Key new planning policies to assist businesses and tourism in rural areas have been unveiled.
PPS4 'Planning and Economic Development' and draft PPS 16 'Tourism', which are aimed at helping Northern Ireland's economic recovery, were launched by Environment Minister Edwin Poots in the Northern Ireland Assembly yesterday.
Minister Poots said that PPS4 would help businesses in the tough economic climate to locate in the best places across Northern Ireland, leading to faster and better planning decisions.
"All this will help Northern Ireland to meet the challenges of a highly competitive global market and to achieve the modern vibrant economy which is the Executive's top priority," he said.
Draft PPS 16 is a response to the challenges of future tourism growth, by providing up-to-date planning policy for tourism development in settlements and in the countryside.
The policy aims to safeguard the natural and built environment, which is valued by tourists, from harmful development.
"Cities and towns differ from villages and small settlements and the needs of heavy industry differ from those of offices," he said.
"That is why PPS4 sets out different planning considerations for different circumstances."
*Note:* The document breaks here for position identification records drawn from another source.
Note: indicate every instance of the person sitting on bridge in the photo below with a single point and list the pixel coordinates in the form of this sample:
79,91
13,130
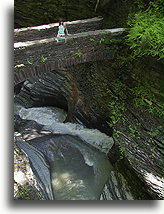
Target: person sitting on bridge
63,31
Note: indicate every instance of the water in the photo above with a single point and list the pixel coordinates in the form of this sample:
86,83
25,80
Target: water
78,170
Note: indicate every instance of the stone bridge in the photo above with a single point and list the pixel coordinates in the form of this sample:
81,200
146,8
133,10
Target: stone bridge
37,50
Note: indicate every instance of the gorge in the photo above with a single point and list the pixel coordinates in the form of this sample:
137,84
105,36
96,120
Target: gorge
95,128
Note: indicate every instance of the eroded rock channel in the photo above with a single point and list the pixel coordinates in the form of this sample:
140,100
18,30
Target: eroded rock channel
74,152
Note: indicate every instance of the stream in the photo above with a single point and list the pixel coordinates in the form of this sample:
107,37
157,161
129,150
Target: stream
68,160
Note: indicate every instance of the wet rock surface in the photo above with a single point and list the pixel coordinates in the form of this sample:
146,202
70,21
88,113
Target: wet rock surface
82,91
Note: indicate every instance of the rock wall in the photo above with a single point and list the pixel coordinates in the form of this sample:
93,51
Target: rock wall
124,102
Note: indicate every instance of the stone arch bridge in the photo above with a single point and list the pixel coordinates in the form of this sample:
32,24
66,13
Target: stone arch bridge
37,50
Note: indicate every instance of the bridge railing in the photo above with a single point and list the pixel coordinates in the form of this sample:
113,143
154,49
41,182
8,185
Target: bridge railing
40,56
50,30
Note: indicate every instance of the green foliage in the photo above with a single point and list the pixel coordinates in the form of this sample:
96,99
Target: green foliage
143,97
78,54
146,31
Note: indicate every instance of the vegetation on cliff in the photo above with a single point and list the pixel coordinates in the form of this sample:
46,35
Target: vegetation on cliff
146,29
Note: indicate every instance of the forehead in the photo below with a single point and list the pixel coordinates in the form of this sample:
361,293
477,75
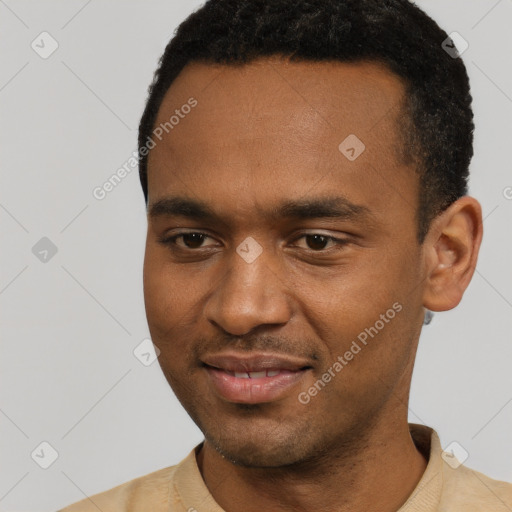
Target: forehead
274,128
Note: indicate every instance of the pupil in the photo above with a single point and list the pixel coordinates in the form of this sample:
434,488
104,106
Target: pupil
318,237
196,238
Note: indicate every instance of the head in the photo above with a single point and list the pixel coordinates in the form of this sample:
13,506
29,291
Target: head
305,169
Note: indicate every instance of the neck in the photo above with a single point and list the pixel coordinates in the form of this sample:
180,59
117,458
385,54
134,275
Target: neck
380,475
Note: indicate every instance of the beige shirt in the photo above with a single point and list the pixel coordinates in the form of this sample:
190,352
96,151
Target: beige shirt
445,486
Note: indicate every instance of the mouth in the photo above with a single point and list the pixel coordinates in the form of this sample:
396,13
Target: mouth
256,378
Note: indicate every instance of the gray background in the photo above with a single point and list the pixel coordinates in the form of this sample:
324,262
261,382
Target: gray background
69,325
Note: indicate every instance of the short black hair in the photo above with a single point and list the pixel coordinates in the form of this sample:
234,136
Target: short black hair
437,128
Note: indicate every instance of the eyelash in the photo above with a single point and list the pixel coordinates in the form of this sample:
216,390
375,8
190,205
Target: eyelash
171,241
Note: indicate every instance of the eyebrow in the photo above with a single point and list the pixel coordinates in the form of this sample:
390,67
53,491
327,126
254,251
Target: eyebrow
310,208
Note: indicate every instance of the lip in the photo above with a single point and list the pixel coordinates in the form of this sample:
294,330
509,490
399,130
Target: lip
222,370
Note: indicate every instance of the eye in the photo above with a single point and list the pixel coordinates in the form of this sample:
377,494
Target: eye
191,240
317,241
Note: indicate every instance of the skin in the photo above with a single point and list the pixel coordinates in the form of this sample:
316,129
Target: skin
261,134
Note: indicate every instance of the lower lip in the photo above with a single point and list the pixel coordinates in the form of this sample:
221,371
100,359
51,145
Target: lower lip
253,391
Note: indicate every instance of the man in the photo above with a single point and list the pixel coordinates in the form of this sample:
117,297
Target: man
305,168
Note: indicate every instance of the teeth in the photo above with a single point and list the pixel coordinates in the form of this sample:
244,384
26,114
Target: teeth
256,375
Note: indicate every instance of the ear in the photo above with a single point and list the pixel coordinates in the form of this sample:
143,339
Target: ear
451,250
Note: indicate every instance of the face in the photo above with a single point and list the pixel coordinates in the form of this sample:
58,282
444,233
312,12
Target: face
282,275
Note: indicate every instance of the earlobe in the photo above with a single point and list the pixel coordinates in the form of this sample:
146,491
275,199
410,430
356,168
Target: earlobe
451,251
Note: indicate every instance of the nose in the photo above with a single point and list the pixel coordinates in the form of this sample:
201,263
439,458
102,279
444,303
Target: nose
249,294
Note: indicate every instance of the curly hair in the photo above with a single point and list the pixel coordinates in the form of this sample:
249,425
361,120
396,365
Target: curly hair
437,132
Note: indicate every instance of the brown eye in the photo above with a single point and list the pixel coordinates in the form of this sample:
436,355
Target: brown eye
317,242
190,240
193,240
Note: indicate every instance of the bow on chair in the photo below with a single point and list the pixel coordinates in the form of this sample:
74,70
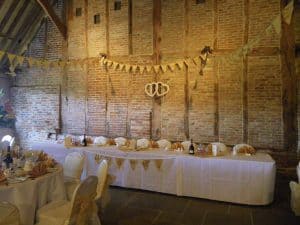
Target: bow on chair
97,158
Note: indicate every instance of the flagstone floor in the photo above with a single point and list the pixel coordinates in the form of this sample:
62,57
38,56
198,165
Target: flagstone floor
136,207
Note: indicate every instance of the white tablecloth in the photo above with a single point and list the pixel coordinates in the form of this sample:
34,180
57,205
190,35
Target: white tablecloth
239,179
31,195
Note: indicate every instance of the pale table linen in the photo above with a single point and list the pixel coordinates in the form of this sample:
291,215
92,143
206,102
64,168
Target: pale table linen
31,195
238,179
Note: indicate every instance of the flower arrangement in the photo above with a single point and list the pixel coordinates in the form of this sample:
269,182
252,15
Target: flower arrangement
7,117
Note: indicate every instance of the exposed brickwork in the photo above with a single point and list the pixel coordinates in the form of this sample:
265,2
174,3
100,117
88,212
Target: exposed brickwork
113,103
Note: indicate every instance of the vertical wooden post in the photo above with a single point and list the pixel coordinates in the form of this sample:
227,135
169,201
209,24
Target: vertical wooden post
187,78
245,74
106,70
289,85
130,47
156,107
216,72
86,17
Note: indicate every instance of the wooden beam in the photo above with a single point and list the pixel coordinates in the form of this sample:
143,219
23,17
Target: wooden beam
245,73
297,50
52,15
156,104
130,46
216,74
187,75
289,85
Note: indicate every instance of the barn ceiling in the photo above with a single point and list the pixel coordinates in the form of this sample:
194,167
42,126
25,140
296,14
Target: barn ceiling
20,20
"It is important to strike a balance between the need to protect the countryside from unnecessary development while supporting rural communities.
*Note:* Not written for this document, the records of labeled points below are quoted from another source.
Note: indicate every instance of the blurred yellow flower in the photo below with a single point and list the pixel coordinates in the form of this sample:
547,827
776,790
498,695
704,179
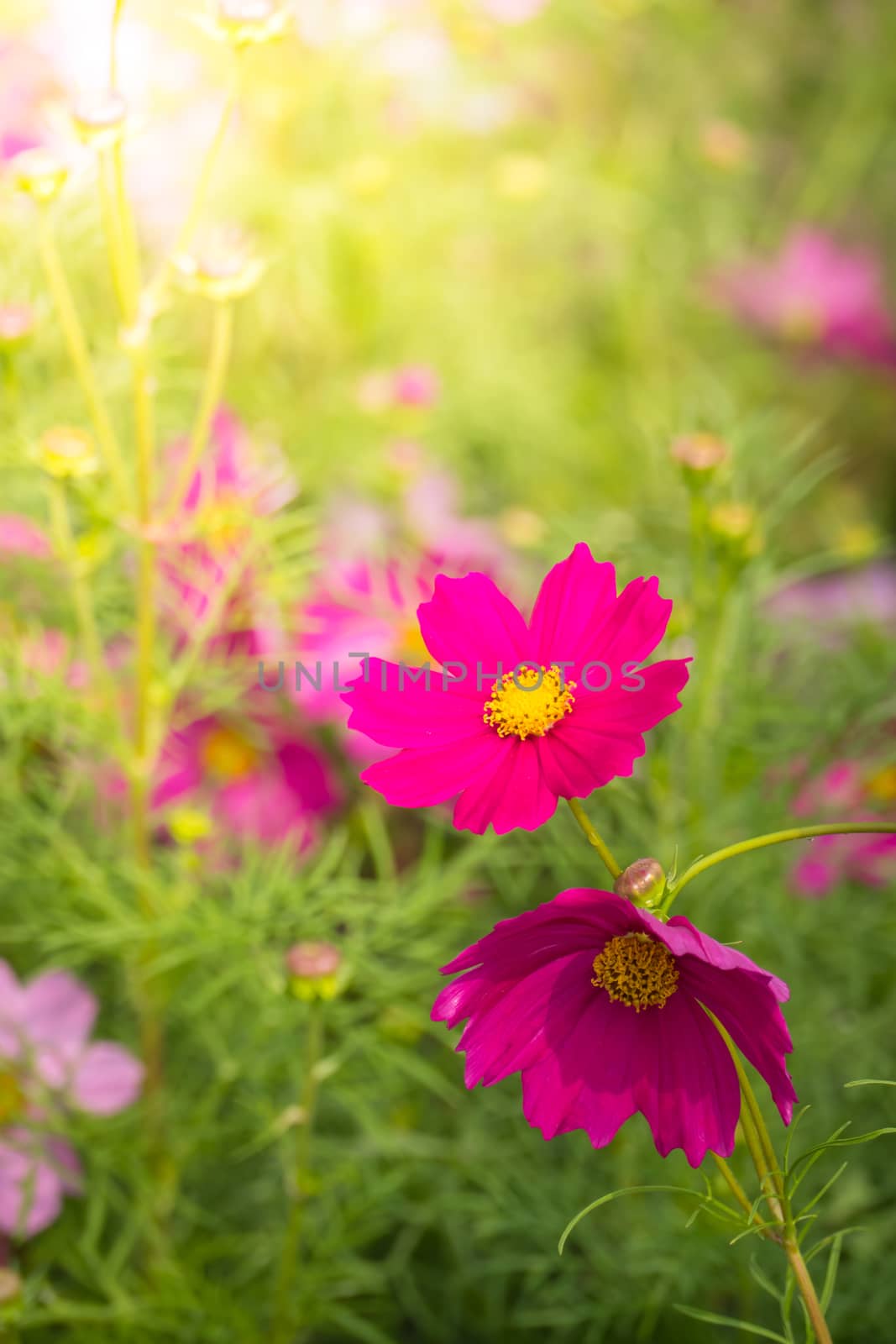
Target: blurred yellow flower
521,176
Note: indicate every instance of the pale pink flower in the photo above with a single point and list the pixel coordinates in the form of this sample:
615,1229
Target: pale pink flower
817,295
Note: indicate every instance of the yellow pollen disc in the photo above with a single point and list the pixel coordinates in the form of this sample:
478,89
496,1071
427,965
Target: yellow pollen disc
637,971
530,702
228,754
13,1100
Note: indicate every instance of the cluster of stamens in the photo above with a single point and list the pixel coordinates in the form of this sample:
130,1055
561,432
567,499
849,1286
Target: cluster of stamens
528,702
637,971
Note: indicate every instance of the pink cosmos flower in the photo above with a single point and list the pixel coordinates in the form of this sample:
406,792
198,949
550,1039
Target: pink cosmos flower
47,1063
521,712
600,1007
258,780
819,295
26,87
208,554
848,790
842,597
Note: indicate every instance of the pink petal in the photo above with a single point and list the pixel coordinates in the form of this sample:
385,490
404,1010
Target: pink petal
29,1189
469,622
573,600
107,1079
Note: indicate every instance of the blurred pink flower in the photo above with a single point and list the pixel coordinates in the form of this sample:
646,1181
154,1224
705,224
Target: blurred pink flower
844,597
412,385
20,537
210,558
26,87
49,1063
258,780
848,790
815,295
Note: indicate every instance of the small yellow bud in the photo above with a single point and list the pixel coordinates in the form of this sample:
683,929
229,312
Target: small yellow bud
222,268
39,174
736,530
67,454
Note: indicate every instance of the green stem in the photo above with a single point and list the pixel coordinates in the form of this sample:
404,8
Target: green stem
289,1267
841,828
76,340
208,400
594,839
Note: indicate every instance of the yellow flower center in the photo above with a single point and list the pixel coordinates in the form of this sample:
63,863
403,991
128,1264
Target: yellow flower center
411,648
13,1100
228,754
528,703
637,971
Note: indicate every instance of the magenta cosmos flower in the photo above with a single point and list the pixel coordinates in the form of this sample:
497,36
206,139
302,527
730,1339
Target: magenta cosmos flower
523,712
600,1007
49,1065
815,293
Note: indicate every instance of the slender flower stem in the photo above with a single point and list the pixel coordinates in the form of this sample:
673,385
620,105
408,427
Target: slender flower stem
76,340
210,396
840,828
594,839
289,1265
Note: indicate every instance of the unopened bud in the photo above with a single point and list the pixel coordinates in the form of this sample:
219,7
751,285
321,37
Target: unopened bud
725,145
100,118
39,174
316,971
736,530
699,454
642,884
9,1285
16,324
67,454
244,24
222,268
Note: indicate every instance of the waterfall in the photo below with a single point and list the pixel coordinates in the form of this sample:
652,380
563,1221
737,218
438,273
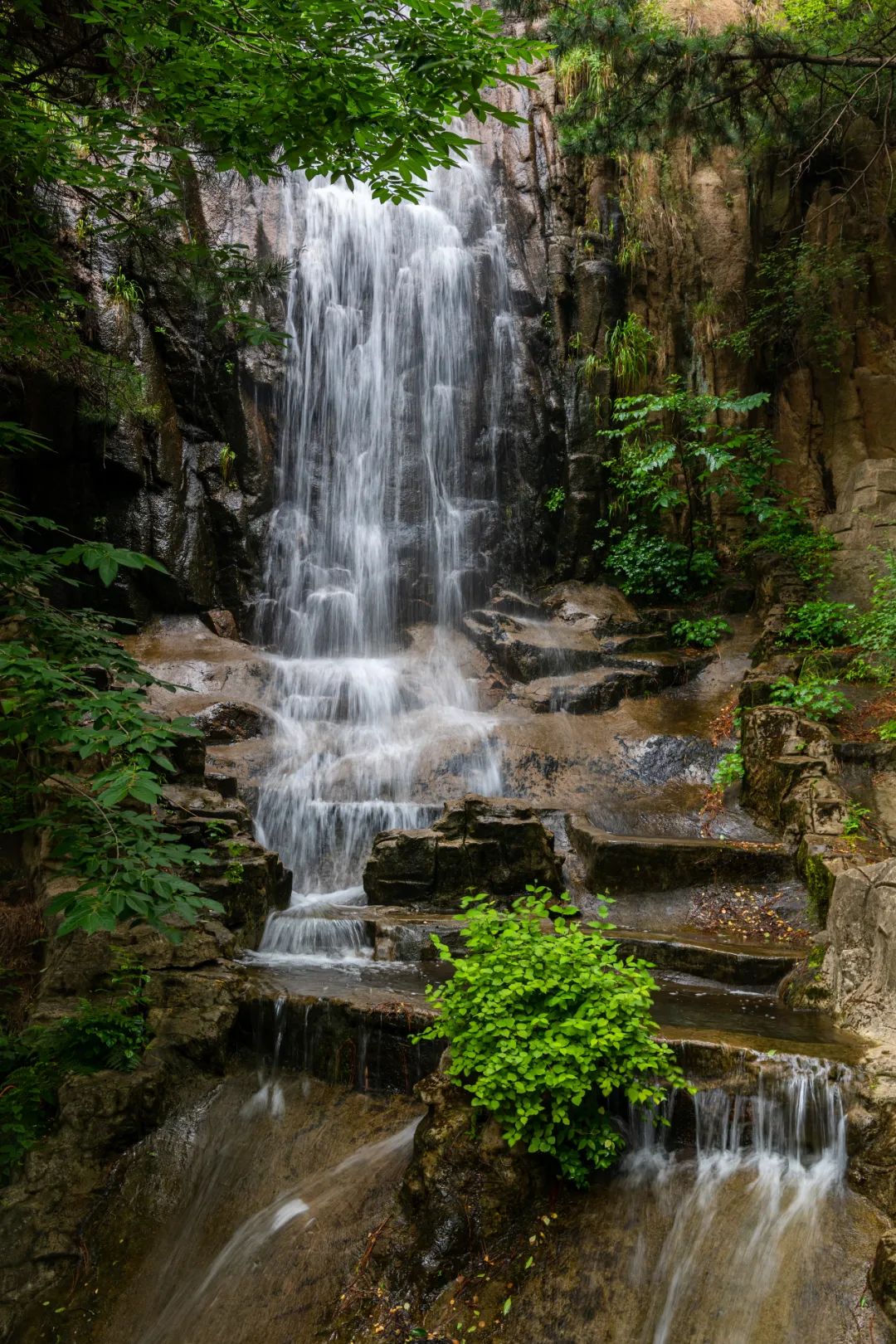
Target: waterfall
748,1214
401,343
"PPS4 sets out the circumstances in which economic development will be permitted in the countryside.
"There will be flexibility for the re-use of existing sites and buildings and for existing businesses to expand their premises.
"Draft PPS16 also promotes proposals that cannot readily be located in settlements, but ensures that such development is not inappropriate or excessive."
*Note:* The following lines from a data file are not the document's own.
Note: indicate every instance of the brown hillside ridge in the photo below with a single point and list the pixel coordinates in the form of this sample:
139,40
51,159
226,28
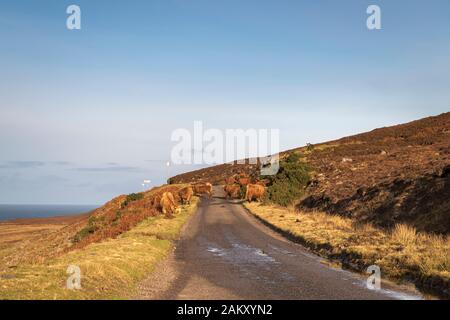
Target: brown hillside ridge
60,235
398,174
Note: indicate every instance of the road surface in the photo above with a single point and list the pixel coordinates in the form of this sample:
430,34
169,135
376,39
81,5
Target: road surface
225,253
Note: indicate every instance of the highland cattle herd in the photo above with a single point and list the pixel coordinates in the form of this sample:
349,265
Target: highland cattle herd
236,187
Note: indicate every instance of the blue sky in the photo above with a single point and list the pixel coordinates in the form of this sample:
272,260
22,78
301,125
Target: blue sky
87,114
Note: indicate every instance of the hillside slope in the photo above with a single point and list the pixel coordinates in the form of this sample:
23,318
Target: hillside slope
385,176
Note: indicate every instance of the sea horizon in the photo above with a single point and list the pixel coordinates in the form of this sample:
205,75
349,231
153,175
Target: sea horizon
28,211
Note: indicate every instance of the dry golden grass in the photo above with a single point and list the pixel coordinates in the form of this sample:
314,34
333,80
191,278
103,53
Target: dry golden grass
109,270
402,253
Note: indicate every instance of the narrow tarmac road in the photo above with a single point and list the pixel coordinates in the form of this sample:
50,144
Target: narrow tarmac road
225,253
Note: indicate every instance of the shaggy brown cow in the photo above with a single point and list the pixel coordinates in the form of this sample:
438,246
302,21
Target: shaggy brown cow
254,191
186,194
230,180
156,203
203,188
244,181
232,190
168,204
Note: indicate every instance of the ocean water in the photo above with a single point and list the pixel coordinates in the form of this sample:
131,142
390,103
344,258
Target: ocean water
15,211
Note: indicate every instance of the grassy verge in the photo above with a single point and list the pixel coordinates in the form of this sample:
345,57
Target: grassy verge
109,270
402,254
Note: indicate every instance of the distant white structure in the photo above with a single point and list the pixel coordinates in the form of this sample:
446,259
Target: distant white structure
146,184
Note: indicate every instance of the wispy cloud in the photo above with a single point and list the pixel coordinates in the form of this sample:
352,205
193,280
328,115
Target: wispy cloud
109,169
21,164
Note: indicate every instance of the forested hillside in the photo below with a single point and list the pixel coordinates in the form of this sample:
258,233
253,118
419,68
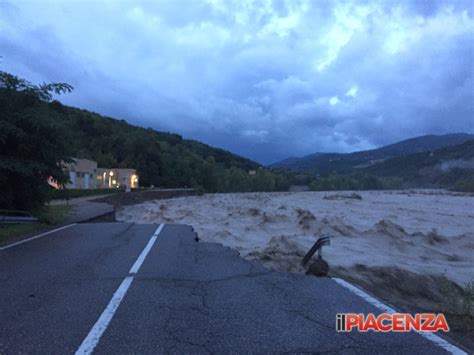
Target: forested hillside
36,134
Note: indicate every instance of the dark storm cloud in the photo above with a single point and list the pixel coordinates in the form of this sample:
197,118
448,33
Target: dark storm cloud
264,79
Planning in Northern Ireland has long been a contentious issue for businesses.
Six years after getting the green light, the John Lewis retail development at Sprucefield is still in the planning system.
The application for the £40m project, centred on Ireland's first John Lewis store, was first submitted back in 2004.
And Ryanair recently pulled out of George Best Belfast City Airport after boss Michael O'Leary blasted the speed at which a planning application for a runway extension at the facility was moving.